The new study proposes a whole new approach to the issue. Scientists have discovered that a single variation in the gene for brain-derived neurotropic factor, or BDNF for short, may be capable of influencing how our body manages to store cell energy.
In physiological terms, our body relies on cells that are capable of breaking down food into valuable nutrients, further transforming them into energy. Cells are also capable of storing this energy. Traditionally speaking, obesity occurs when there are sudden changes or imbalances in the genes that are used to regulate these functions. The body tends to consume more nutrients and the cells respond by storing more fat.
Scientist link obesity to BDNF Gene as part of their study on how different approaches in obesity therapies affect certain individuals. According to the paper, the BDNF gene has very diverse functions throughout our body, but it plays a significant role in our brain. The BDNF gene stimulates the feeling of fullness. With the help of some brain tissue samples, researchers were able to analyze and isolate an area in the gene’s constitutions. It seems that if this particular area was to be alter by outside stimuli, the whole BDNF levels in the hypothalamus would be suddendly change.

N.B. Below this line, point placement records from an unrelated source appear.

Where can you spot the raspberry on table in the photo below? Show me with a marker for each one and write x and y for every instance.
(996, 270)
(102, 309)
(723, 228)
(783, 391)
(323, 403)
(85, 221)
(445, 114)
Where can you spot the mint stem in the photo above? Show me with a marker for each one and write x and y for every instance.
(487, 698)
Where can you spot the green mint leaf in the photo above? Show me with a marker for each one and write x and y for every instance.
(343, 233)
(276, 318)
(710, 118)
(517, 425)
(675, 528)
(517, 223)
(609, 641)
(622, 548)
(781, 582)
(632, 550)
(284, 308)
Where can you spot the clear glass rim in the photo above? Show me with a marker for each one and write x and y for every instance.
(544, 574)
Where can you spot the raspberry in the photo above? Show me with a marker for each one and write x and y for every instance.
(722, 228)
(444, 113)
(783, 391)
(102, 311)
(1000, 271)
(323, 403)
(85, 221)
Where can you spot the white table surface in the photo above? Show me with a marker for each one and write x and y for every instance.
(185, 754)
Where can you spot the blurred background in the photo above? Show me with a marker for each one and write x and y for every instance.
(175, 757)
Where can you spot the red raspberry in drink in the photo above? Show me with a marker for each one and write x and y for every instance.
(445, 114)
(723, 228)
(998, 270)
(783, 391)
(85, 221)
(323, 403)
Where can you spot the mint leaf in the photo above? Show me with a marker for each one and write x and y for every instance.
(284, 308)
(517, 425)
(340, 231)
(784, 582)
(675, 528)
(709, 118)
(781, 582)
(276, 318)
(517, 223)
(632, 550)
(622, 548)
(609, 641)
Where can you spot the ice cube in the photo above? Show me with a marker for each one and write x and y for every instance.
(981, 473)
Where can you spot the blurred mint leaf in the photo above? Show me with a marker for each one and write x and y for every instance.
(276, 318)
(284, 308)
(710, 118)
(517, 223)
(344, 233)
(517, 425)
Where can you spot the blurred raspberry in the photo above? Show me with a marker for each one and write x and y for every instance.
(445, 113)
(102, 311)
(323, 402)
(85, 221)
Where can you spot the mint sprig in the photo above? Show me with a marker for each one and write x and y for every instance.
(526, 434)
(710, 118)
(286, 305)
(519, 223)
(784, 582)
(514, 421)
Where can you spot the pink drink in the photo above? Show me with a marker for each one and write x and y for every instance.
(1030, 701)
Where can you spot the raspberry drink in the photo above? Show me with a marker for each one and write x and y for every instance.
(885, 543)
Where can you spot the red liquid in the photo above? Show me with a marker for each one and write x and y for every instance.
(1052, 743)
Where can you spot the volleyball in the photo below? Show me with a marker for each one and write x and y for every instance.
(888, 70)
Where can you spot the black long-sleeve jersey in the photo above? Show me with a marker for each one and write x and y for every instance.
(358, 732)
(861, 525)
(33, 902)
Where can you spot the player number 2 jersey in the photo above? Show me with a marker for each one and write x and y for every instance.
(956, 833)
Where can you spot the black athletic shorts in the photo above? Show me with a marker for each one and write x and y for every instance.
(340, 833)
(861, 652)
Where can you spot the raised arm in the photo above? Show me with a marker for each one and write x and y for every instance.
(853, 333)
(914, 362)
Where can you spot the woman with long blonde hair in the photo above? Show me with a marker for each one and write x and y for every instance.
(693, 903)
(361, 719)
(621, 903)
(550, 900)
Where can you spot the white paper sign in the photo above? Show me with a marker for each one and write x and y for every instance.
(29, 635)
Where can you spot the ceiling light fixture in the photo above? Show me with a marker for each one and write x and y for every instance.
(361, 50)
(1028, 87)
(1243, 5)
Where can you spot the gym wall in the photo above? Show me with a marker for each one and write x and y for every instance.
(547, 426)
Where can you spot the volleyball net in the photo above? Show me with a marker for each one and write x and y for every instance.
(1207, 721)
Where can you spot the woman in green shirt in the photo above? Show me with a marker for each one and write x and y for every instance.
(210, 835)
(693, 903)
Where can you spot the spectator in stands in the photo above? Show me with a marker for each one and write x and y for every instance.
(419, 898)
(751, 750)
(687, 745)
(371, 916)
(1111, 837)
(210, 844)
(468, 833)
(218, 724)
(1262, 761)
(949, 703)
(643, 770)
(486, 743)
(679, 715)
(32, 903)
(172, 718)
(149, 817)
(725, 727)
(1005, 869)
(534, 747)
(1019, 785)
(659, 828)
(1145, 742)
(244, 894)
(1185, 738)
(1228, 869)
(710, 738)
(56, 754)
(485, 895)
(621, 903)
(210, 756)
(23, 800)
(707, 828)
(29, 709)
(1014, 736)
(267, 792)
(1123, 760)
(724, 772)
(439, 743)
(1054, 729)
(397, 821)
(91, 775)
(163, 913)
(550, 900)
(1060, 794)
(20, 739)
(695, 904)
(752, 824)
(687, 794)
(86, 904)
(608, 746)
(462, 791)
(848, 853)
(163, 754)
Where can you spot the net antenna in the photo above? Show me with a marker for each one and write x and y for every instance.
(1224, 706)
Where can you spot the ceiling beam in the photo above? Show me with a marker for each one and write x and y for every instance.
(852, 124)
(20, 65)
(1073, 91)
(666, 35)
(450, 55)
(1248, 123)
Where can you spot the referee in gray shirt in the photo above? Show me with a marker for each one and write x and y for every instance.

Medical experts show that the hypothalamus is a small area in the brain that controls and regulates how we eat and how the body stores fat.
Basically, to wrap up the case and break it down to simple terms, the process the leads to obesity seems to be linked to a neurochemical or rather a neuroelectrical mechanism. If there is a slight mutation in this gene’s constitution, it will further impede the neurons to transmit appetite suppressing signal to a certain area in the brain.
Learning how a defective gene could trigger changes in the neurochemical balance will help both medical examiners and scientists to develop more targeted therapies for patients who suffers from chronic obesity and to stem the ever increasing tide of obesity incidence all over the United States.